RMP2: A Structured Composable Policy Class for Robot Learning
- URL: http://arxiv.org/abs/2103.05922v1
- Date: Wed, 10 Mar 2021 08:28:38 GMT
- Title: RMP2: A Structured Composable Policy Class for Robot Learning
- Authors: Anqi Li, Ching-An Cheng, M. Asif Rana, Man Xie, Karl Van Wyk, Nathan
Ratliff, Byron Boots
- Abstract summary: We consider the problem of learning motion policies for acceleration-based robotics systems with a structured policy class specified by RMPflow.
RMPflow is a multi-task control framework that has been successfully applied in many robotics problems.
We re-examine the message passing algorithm of RMPflow called RMP2 and propose a more efficient algorithm to compute RMPflow policies.
- Score: 36.35483747142448
- License: http://arxiv.org/licenses/nonexclusive-distrib/1.0/
- Abstract: We consider the problem of learning motion policies for acceleration-based
robotics systems with a structured policy class specified by RMPflow. RMPflow
is a multi-task control framework that has been successfully applied in many
robotics problems. Using RMPflow as a structured policy class in learning has
several benefits, such as sufficient expressiveness, the flexibility to inject
different levels of prior knowledge as well as the ability to transfer policies
between robots. However, implementing a system for end-to-end learning RMPflow
policies faces several computational challenges. In this work, we re-examine
the message passing algorithm of RMPflow and propose a more efficient alternate
algorithm, called RMP2, that uses modern automatic differentiation tools (such
as TensorFlow and PyTorch) to compute RMPflow policies. Our new design retains
the strengths of RMPflow while bringing in advantages from automatic
differentiation, including 1) easy programming interfaces to designing complex
transformations; 2) support of general directed acyclic graph (DAG)

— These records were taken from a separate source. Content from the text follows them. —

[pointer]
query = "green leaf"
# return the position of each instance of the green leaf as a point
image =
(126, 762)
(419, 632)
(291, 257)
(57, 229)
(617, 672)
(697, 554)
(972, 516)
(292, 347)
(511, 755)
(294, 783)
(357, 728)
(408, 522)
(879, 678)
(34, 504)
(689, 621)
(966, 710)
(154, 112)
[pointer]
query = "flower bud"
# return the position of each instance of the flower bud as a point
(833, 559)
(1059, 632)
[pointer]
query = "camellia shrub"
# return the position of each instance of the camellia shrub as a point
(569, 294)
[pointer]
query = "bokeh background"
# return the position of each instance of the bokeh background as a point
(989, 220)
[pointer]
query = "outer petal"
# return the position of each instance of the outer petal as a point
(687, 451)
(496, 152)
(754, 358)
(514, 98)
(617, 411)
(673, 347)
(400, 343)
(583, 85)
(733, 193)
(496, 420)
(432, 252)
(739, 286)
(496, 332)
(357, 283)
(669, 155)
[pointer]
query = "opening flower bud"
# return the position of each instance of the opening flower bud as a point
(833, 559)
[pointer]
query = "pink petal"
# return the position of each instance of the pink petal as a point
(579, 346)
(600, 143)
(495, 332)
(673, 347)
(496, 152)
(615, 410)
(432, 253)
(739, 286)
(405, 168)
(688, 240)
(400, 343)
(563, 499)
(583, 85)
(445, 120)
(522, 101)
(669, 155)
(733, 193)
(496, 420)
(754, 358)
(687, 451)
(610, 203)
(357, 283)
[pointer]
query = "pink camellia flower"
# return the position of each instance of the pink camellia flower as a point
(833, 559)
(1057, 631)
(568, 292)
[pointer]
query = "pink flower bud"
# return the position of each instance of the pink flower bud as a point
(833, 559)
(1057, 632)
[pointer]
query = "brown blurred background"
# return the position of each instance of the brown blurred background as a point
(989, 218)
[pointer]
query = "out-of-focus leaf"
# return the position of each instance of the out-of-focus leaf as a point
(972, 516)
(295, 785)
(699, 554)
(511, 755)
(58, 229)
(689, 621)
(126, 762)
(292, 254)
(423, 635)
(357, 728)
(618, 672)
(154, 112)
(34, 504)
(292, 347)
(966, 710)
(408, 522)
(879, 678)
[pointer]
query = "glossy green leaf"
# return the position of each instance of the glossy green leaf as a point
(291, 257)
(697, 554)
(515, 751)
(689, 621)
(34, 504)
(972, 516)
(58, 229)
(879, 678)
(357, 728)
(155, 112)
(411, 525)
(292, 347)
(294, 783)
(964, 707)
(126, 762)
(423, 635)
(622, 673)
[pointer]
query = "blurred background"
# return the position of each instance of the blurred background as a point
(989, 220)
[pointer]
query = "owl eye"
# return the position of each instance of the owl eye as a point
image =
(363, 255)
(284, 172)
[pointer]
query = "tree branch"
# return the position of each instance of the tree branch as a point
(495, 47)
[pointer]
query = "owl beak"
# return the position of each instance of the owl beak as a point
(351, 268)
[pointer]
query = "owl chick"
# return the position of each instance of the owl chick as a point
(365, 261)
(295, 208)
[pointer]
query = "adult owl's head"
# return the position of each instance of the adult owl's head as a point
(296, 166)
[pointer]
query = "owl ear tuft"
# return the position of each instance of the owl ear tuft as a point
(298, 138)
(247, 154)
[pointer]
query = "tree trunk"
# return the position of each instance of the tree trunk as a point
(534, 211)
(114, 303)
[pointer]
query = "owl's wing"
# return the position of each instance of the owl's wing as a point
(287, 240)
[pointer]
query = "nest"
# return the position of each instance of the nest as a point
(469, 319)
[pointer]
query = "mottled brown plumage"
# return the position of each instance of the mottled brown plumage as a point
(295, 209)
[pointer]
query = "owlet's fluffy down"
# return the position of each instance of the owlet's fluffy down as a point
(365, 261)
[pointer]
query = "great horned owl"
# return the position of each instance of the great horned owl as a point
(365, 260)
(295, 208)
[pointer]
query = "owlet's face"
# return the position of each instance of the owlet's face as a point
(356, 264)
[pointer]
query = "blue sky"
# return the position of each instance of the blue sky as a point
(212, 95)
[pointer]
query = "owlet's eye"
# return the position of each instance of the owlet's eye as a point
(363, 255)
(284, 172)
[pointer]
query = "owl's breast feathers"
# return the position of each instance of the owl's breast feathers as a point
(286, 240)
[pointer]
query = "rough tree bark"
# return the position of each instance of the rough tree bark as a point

transformation structures; 3) end-to-end differentiability for policy learning;
4) improved computational efficiency. Because of these features, RMP2 can be
treated as a structured policy class for efficient robot learning which is
suitable encoding domain knowledge. Our experiments show that using structured
policy class given by RMP2 can improve policy performance and safety in
reinforcement learning tasks for goal reaching in cluttered space.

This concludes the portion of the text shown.